Auranofin and Redox-Sensitive Regulation of Viral Entry and NF-kB Signaling
This article examines how the FDA-approved compound Auranofin modulates host-cell pathways involved in viral entry and inflammatory signaling. Researchers found that Auranofin has a dual effect at the cellular level: it reduces the efficiency of viral entry into cells and suppresses inflammatory signaling pathways. Rather than blocking a single entry route, Auranofin alters host‑cell conditions in ways that make viral entry less favorable.

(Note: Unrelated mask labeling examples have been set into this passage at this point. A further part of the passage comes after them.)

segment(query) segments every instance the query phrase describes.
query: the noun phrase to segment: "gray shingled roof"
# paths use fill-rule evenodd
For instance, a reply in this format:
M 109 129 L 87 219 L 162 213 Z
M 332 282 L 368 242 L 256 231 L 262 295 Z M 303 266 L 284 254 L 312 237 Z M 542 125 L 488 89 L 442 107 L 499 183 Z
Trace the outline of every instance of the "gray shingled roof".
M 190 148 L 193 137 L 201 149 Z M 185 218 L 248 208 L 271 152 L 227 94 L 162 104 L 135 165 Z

Specifically, Auranofin was shown to interfere with viral entry mechanisms through redox‑dependent changes in membrane organization and ACE2 receptor dynamics. The ACE2 receptor, which SARS‑CoV‑2 uses to attach to cells, becomes more mobile within the cell membrane under these conditions. Because ACE2 localization and mobility are influenced by the cellular redox environment, changes in intracellular oxidative balance may alter attachment efficiency. In addition, Auranofin suppresses activation of the NF-kB signaling pathway, which plays a central role in cellular inflammatory responses and is often dysregulated during viral infection.
Viral Redox Pathways
If we think of the body as a machine, then Redox helps keep it running smoothly. Redox is the balance of oxidants and antioxidants in the body. It’s important because it supports energy-related cellular processes, helps with cellular growth, supports protection against cellular damage, and plays a role in the body’s response to infection and disease. When the Redox system is functioning as it should, the body is healthy.
Viruses disrupt the Redox environment. Viral infection can increase the production of reactive oxygen species (ROS) in host cells to aid in the virus’s life cycle, which in turn throws off the balance of oxidants and antioxidants in the body. Additionally, viruses weaken antioxidant systems. This infection-induced oxidative stress further offsets the balance.
When cells are facing threats, like that of a virus, ROS act as signaling molecules that influence cellular pathways, including those involving NF‑κB. NF‑κB primarily regulates inflammatory and immune‑related gene expression, which can influence overall cellular responses during infection.
Viruses like SARS-CoV-2 interfere with NF-kB signaling in one of two ways. First, they can activate NF-kB signaling to help with virus production. Second, they can inhibit it to make it easier for the virus to evade detection. Some viruses use both methods by initially stimulating the NF-kB signaling to aid in replication and then suppressing it to allow the virus to spread.
The FDA-approved Auranofin has been shown to modulate NF-κB signaling in cellular models of viral infection, including SARS-CoV-2. Auronofin has been shown to suppress SARS-Cov-2-induced NR-κB activation and reduce the efficiency of viral entry into cells. By altering the cellular redox environment and inflammatory signaling, Auranofin influences conditions that help maintain redox balance between oxidants and antioxidants at the cellular level.